L'ex-bloquiste a aussi indirectement attaqué l'entourage de M. Duceppe, qui mènerait une campagne trop prudente en essayant d'éviter les controverses. «Les apparatchiks politiques, les grands conseillers qui ne se sont jamais fait élire, sont autour des chefs. Ils disent: ne dis pas ça, ne parle pas de ceci, ne parle pas de cela, non, non, non, tiens-toi loin de ça. Ça fait des campagnes plates.» Il a ajouté: « (M. Duceppe) ne va dans aucun sujet extrême, il n'est pas à l'avant de la bataille (...). Je pense que Gilles va devoir réorienter sa campagne.»

«Je ne me sens pas aseptisé», a réagi M. Duceppe vendredi après-midi à Saguenay. «Je ne limite pas le nombre de questions des journalistes, je ne mets pas de clôture», a-t-il ajouté en faisant allusion à la campagne contrôlée de Stephen Harper.

«Nuisances publiques»

En 2004, le Bloc détenait les trois sièges du Saguenay-Lac-Saint-Jean. Il ne lui reste plus que celui de Chicoutimi-Le Fjord. Mais la région n'en profite pas, a soutenu le chef du Bloc. Il qualifie même les deux députés conservateurs, Denis Lebel et Jean-Pierre Blackburn, de «nuisances publiques» qui «obéissent comme des valets» à leur chef au lieu de défendre leurs commettants.

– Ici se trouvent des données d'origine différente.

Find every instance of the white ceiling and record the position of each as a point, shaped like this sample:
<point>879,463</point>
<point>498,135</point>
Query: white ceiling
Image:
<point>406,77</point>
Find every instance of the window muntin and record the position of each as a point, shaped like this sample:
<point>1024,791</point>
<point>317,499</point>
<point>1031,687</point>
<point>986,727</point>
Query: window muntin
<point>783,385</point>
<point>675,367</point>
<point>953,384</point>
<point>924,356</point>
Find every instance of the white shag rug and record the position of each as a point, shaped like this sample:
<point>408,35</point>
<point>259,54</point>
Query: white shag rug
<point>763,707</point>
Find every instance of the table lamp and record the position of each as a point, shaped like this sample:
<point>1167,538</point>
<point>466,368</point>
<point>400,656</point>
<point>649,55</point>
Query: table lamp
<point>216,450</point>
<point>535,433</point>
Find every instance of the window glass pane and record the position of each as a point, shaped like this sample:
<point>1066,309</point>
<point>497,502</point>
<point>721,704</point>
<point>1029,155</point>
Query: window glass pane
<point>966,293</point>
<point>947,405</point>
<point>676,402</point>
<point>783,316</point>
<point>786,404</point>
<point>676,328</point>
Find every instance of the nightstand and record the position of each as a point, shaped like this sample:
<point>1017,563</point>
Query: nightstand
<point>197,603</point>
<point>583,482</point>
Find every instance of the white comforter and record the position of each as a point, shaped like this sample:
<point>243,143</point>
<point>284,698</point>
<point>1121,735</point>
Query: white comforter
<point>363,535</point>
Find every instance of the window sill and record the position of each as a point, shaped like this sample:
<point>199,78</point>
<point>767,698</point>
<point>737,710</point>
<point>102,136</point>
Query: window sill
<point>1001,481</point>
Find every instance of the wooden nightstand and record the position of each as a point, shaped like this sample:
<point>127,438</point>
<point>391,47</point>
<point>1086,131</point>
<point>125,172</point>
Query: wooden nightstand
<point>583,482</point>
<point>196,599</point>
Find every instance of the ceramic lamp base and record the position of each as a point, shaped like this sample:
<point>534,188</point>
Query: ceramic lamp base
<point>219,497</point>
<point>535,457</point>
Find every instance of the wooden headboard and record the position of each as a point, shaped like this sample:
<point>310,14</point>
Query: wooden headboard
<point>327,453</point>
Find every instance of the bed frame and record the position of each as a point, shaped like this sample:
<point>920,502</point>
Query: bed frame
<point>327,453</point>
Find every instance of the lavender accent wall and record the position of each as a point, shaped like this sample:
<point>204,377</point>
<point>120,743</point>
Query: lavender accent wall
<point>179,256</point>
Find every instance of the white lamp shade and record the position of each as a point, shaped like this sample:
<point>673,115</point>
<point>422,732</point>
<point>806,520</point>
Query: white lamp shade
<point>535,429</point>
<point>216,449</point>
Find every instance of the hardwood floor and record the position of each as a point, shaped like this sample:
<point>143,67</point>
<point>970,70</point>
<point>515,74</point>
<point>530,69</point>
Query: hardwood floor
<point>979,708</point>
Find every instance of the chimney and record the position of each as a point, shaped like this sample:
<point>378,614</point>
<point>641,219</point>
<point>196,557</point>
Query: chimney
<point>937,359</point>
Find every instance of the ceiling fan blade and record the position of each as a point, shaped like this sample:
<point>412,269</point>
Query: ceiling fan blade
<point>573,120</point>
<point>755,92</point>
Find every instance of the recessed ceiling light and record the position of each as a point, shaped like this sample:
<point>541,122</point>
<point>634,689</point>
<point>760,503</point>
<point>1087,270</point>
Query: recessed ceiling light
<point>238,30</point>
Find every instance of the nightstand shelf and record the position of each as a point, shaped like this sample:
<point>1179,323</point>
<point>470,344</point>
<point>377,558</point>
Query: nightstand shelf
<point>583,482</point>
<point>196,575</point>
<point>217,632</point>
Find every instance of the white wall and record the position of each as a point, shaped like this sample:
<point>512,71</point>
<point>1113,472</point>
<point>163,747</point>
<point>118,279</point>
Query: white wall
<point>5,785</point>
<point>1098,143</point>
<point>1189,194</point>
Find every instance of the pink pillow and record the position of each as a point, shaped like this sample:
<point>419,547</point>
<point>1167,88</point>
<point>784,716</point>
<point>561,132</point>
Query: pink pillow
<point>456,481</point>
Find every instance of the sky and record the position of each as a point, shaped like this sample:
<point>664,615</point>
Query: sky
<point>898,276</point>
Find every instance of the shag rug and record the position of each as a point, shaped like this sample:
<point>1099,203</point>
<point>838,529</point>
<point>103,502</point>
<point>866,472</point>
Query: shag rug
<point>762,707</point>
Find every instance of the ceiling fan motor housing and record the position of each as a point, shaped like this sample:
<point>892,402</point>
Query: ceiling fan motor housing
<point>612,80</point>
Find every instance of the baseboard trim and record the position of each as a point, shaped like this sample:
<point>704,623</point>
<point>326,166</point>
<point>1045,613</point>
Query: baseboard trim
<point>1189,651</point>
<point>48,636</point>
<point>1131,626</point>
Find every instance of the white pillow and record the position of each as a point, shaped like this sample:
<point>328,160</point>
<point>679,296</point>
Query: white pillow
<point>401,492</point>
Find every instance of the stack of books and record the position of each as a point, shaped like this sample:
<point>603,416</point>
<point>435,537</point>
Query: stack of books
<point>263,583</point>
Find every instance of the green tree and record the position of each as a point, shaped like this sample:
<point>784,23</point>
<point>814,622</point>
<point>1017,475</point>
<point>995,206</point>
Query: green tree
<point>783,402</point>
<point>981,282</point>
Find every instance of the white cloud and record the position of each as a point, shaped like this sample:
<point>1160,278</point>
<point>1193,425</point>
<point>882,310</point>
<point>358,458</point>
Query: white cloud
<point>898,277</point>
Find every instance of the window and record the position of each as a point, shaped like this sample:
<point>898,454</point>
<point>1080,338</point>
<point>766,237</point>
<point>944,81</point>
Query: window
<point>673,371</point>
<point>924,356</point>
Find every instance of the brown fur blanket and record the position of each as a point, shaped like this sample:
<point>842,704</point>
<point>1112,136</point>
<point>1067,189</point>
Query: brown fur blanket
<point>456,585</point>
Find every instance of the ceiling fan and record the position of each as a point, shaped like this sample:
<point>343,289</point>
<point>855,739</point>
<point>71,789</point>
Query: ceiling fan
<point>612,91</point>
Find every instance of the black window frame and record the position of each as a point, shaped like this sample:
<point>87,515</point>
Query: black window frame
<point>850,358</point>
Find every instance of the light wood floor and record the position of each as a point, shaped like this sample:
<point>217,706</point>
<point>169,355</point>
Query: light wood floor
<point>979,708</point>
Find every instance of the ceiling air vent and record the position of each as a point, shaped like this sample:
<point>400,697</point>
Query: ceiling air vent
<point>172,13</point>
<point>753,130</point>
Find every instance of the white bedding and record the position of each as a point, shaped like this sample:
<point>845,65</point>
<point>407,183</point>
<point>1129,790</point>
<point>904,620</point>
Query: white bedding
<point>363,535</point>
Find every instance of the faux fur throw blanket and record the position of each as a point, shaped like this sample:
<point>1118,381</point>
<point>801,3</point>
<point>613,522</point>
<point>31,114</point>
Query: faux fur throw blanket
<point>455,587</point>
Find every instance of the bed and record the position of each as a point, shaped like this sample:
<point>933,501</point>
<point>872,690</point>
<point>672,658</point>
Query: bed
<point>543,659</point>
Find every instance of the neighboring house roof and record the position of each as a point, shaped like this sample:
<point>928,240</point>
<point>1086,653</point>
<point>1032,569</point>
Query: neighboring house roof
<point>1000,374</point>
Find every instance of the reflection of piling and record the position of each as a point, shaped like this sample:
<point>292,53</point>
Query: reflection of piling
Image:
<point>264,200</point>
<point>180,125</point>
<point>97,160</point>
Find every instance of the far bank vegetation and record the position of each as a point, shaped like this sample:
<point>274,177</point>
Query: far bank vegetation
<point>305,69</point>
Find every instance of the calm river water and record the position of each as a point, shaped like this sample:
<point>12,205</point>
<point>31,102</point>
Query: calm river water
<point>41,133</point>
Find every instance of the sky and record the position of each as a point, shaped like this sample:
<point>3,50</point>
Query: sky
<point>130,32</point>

M. Duceppe rappelle que MM. Blackburn et Lebel ont suivi la ligne de parti et voté contre le projet de loi pour favoriser les constructions en bois et contre celui pour accorder un crédit d'impôt (d'un maximum de 8000$ en trois ans) aux jeunes diplômés qui s'installent en région. Un projet qui aurait coûté 230 millions pour l'ensemble du Canada, mais qui aurait selon lui permis de contrer l'exode rural. Par exemple, le Saguenay-Lac-Saint-Jean a perdu près de 10% de sa population depuis les années 90. «Et ce sont les plus jeunes et instruits qui partent», souligne-t-il. Un programme similaire existe toutefois déjà au provincial.

Pourquoi s'y opposer? «Le Bloc peut bien parler, mais il ne peut rien livrer», répond Denis Lebel, qui avait gagné par seulement quelque 1500 votes en 2008. Le ministre explique que les gens de sa région veulent des emplois et que son parti a «livré la marchandise» avec plusieurs investissements, dont 100 millions pour des technologies d'énergie propre dans le secteur forestier et encore 100 millions, une initiative ponctuelle, pour «renforcer les collectivités forestières du Québec».

Le Bloc se plaint que l'Ontario a reçu 10 milliards en prêts pour son industrie automobile durant la crise économique, alors que le Québec a reçu moins de 200 millions pour son industrie forestière. Il demande aux conservateurs d'appuyer comme eux les garanties de prêt pour les entreprises forestières de la région. «C'est de la pure démagogie, répond M. Lebel. En automobile, nous avons des partenariats avec les États-Unis. Dans la forêt, on est en compétition et il y a l'entente de bois d'oeuvre, on ne peut pas faire n'importe quoi.»